First day of Malaysia's chicken export ban: Sellers in S'pore face higher costs, stopping operations, Latest Singapore News - The New Paper

First day of Malaysia's chicken export ban: Sellers in S'pore face higher costs, stopping operations

Chicken sellers in Singapore are facing higher costs from suppliers on the first day of Malaysia's ban on its chicken exports on Wednesday (June 1).

Some which are more dependent on Malaysian suppliers are ceasing operations for a month, although there were no long queues at markets visited by The Straits Times.

Chicken rice sellers said they are preparing to sell frozen chicken once their fresh chicken supplies are exhausted in a few days.

Mr Vincent Liow, owner of Ken & Vin Fresh Poultry at Ghim Moh Market, said his supplier had increased prices.

"The suppliers increased the price, and with the ban, they won't lower it... But as sellers, we also think it's too expensive (for the customers)," the 47-year-old stall owner said.

"For a chicken leg, last week my prices went up to $4, but I pushed it back down to $3.50 today, to make it cheaper for my customers. We don't want to increase the price so high, so we'll just profit less," said Mr Liow. Before the ban was announced more than a week ago, one chicken leg was selling for $2.50.

Chicken importers had encouraged their clients to buy chicken parts instead of the whole bird. ST PHOTO: GAVIN FOO

Mr H.S. Chng, 58, who owns Ngoh Kia Seafood, said the fresh chicken stocks he has will last until at most tomorrow. "After that, if we cannot get stocks for fresh or even frozen chicken, we would have to stop selling."

This is the case for Mr Peter Toh, owner of Heng Huat Fresh Chicken at Ghim Moh Market. Wednesday would be the 52-year-old's last day before a break.

"My supplier told me no more chicken will come in. And since chicken is not coming in, there's no chicken to give me. I'll sell only fresh chicken, not frozen chicken," he said.

He added that there would likely be stock on Thursday from the chickens that were brought in before the ban, but is unsure of the stock situation, as many sellers would be trying to get their hands on the remaining stock.

Malaysia is facing a chicken shortage, with Prime Minister Ismail Sabri Yaakob announcing on May 23 that it will halt the export of up to 3.6 million chickens a month from June 1, until domestic prices and production stabilise.

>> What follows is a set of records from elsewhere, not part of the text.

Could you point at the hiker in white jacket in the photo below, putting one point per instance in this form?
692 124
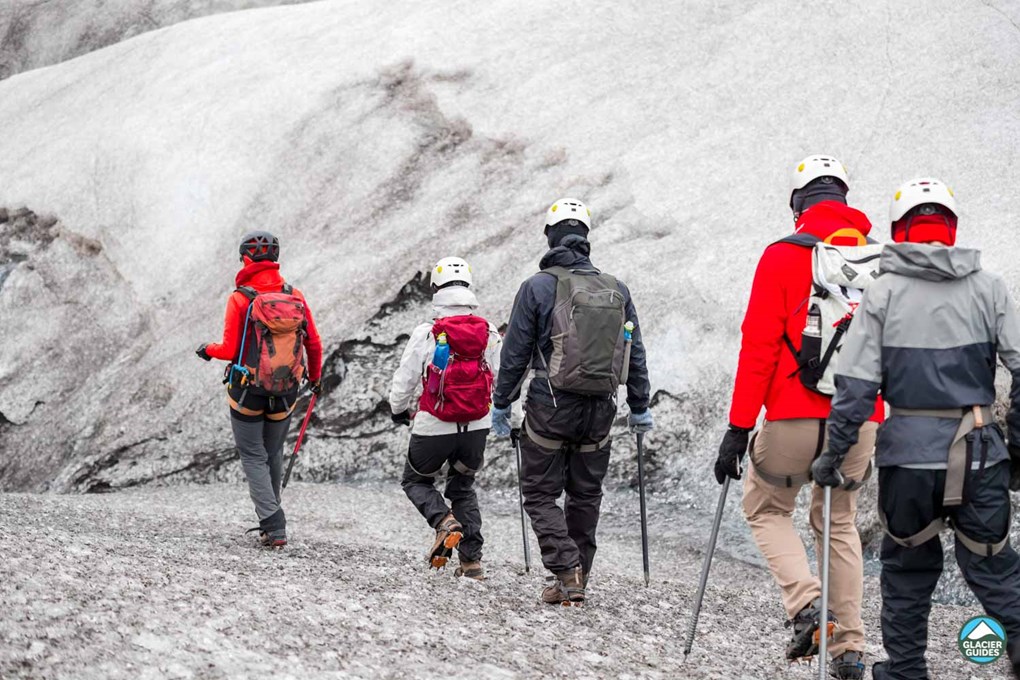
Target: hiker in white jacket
452 420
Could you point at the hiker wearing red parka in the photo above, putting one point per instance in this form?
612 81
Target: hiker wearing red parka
783 325
270 340
446 374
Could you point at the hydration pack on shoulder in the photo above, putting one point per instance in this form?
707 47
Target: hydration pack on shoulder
271 360
465 384
839 274
589 345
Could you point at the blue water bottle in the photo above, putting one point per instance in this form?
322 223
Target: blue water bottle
440 360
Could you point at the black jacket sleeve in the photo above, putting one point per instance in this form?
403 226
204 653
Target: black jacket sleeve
518 347
639 387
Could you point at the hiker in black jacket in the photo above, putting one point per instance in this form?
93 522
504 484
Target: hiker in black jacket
571 402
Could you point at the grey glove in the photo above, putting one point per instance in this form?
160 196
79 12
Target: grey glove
501 421
641 422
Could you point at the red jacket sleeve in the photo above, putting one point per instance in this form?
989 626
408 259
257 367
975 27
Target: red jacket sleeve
764 325
234 320
313 346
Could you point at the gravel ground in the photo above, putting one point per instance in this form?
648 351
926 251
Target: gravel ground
161 582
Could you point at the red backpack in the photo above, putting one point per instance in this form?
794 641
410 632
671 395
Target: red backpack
272 347
466 388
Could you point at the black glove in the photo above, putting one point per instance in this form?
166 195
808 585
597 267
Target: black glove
825 470
1014 467
734 445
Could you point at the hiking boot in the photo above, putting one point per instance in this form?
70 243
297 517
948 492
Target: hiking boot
268 540
265 539
804 642
470 570
848 666
567 588
448 535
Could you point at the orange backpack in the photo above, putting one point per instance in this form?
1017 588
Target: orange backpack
277 325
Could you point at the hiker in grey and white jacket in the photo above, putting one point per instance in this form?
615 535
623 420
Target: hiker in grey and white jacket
926 335
451 425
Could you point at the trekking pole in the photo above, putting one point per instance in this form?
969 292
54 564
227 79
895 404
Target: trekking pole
823 568
693 626
301 437
515 439
644 517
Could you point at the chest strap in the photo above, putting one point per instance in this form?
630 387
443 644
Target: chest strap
958 464
556 445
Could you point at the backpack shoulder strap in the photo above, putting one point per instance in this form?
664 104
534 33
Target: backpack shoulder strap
802 240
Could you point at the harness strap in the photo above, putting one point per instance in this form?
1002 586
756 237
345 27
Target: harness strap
463 469
936 526
435 475
956 471
786 481
556 445
919 538
987 550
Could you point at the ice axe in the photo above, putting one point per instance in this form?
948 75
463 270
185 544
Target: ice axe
693 626
301 437
515 440
644 516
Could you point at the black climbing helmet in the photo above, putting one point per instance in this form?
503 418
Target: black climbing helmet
260 246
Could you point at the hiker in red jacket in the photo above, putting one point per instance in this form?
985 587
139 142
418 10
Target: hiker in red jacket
263 383
795 422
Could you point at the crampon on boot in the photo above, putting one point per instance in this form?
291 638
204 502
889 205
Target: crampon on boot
470 570
804 643
266 540
848 666
567 588
448 535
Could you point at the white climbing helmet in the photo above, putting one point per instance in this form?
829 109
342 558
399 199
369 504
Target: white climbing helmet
568 209
918 192
814 166
451 270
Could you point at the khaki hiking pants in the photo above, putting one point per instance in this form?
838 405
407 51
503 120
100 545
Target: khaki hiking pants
787 448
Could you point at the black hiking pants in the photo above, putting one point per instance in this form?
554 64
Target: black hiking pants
567 535
911 499
464 454
259 439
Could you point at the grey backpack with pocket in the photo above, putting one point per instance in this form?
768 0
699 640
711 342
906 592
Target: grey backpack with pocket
589 347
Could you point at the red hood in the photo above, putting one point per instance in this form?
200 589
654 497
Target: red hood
825 218
259 275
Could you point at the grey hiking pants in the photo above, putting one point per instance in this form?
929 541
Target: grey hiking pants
566 535
911 499
464 452
260 443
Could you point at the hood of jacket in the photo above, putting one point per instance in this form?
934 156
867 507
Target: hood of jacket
454 301
932 263
573 252
825 218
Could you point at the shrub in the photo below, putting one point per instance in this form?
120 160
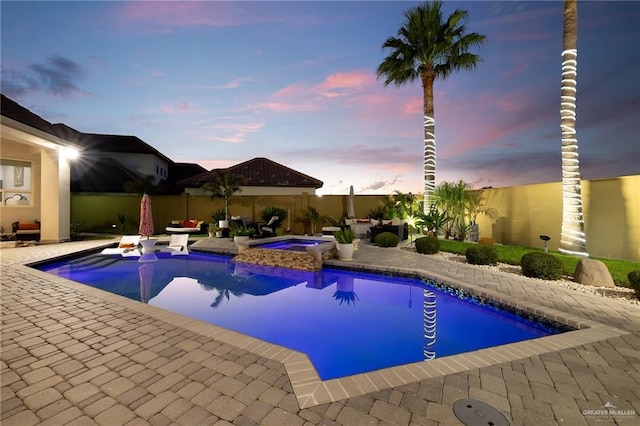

Mr Jason Teo, 52, who runs chicken rice store 888 at Ghim Moh Food Centre, is one of the sellers who will be using frozen chicken in his chicken rice dishes.

"I called my supplier yesterday, and he told me that these two days there would still be fresh stock for me. But after that, we'll all have to use frozen chicken. I'll also have to try recipes," he said.

Despite the efforts of importers who had encouraged their clients to buy chicken parts instead of the whole bird, Mr Teo said it was difficult to adapt to this change.

"Even if I buy the chicken parts (instead of the whole bird), its very difficult to cook, as the timings for cooking would be all different. This is especially hard for roasted chicken," he said.

However, despite the export ban, poultry sellers like Mr Win Hong, who runs Winthrop Hong Group at Ghim Moh Market, said consumers should not worry. His shop sells mainly organic chicken.

"No problem, as there is still chicken in stock. The local companies were slaughtering many chickens last night, all around the clock, slaughtering the last batch… they are working for the people and thinking of the people… and us sellers are not trying to make big money, enough profit will do," he said.

He added: "I'll still have chicken coming in later. Customers don't need to panic that there's no chicken. I know a lot of locals will panic, but there's no need to. There's still a lot of chicken available."